What’s wrong with hover boards and what to do if you’ve got one?
Hover boards are one of the hottest new toys to have come out of 2015. Many people have one and even more people want one. So why is it, that Amazon suddenly stopped selling hover boards, and why are they telling their customers to get rid of them if they already have one?
It has been reported that Amazon sent thousands of emails to all customers who purchased a hover board, stating that it is advisable for the hover board to be taken to the nearest recycling facility. Amazon cited safety reasons for this action.
Since Amazon’s decision, John Lewis and Argos have followed suit, and have stopped stocking Segway items for sale.
If you have a hover board, you may be wondering what is so wrong with them, and what you should do if you have been advised to throw away 2015’s most celebrated gadget toy.
It has been reported that hover boards can catch fire due to faulty wires, rechargeable batteries, and the charges that come up with them. According to trading standards, many of the hover boards come with the charges that do not have fuses in their plug, have faulty cables, and even have faulty charges that have been known to overheat and even catch fire. According to the agency, 88% of the 15,000 hover boards that have been seized across the UK were faulty in some way.
At least three house fires were caused in October this year by hover boards in a space of just 10 days, according to the London Fire Brigade.

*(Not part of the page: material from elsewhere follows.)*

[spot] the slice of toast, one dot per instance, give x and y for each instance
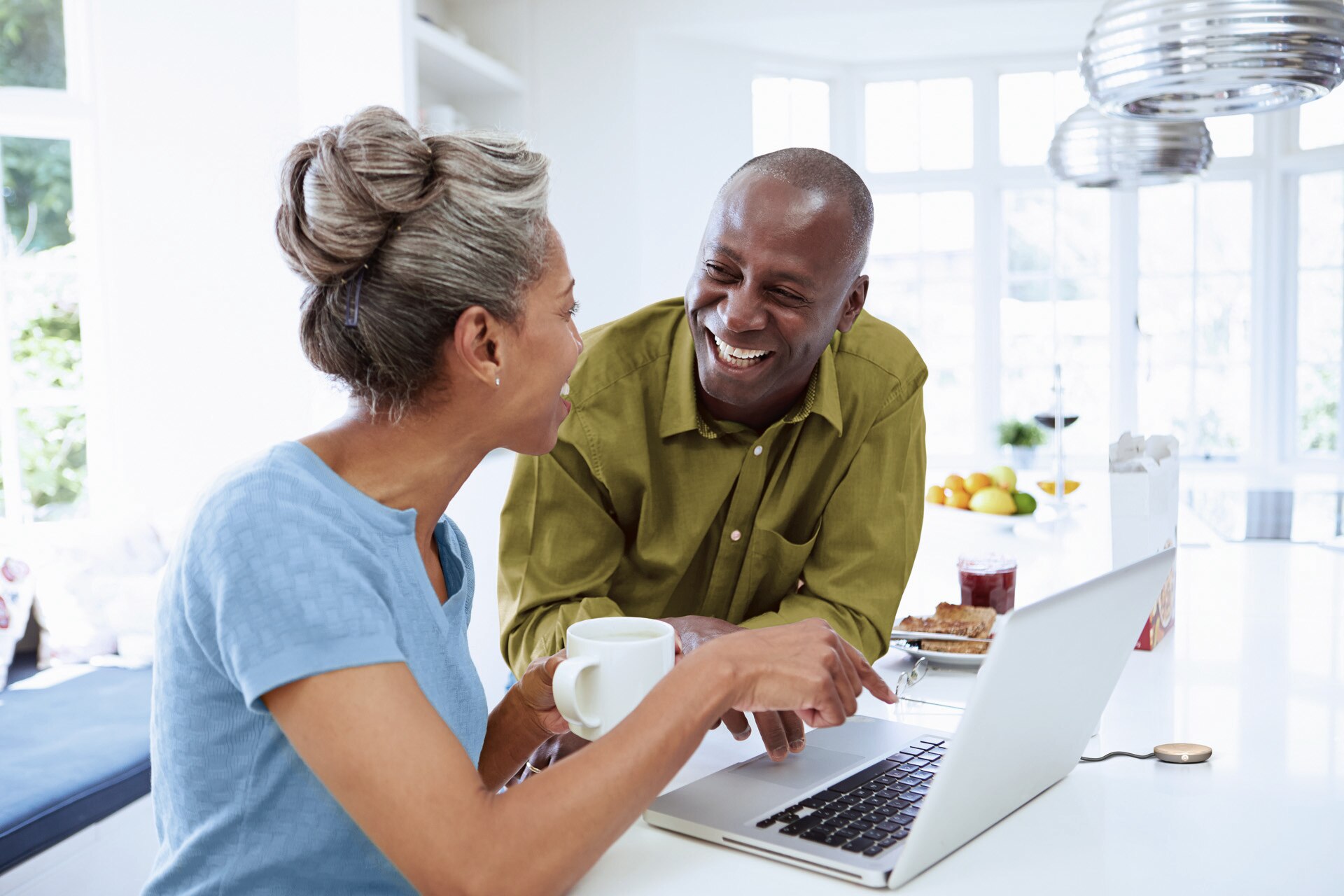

A Government warning has been issued advising customers against purchasing these gadgets amidst fears that imitation or cheaper copies are all too easy to pick up.
But I already bought one!
If you already have purchased a hover board, for a Christmas present for example, it is important that you contact the retailer to get a written statement from them that the board you have purchased is safe. If you use a board that has not been certified as safe, your home insurance may not cover any damage it may cause. The written assurance will also give you peace of mind.
The retail ombudsman is responsible for resolving disputes between retailers and customers. They have explicitly I’ve advised that the shops should not sell hover boards unless they can prove that they are safe.
If you find out that you’re board cannot be guaranteed to be safe, you are entitled to a refund. If you struggle to get a refund, or if the shop will not honor your request, then there are a number of agencies that you can contact. Your local citizens advice bureau is your first port of call and you cant let them know about any issues you have experienced, or you can inform them of any fake boards that are still being sold.
One the key piece of information that trading standards is trying to put out there, is that clover shaped plugs seem to be one of the main tell tale signs that the board is a fake. You should also avoid boards that seem to be extremely cheap. Just because you are getting a bargain does not mean that it is a good deal.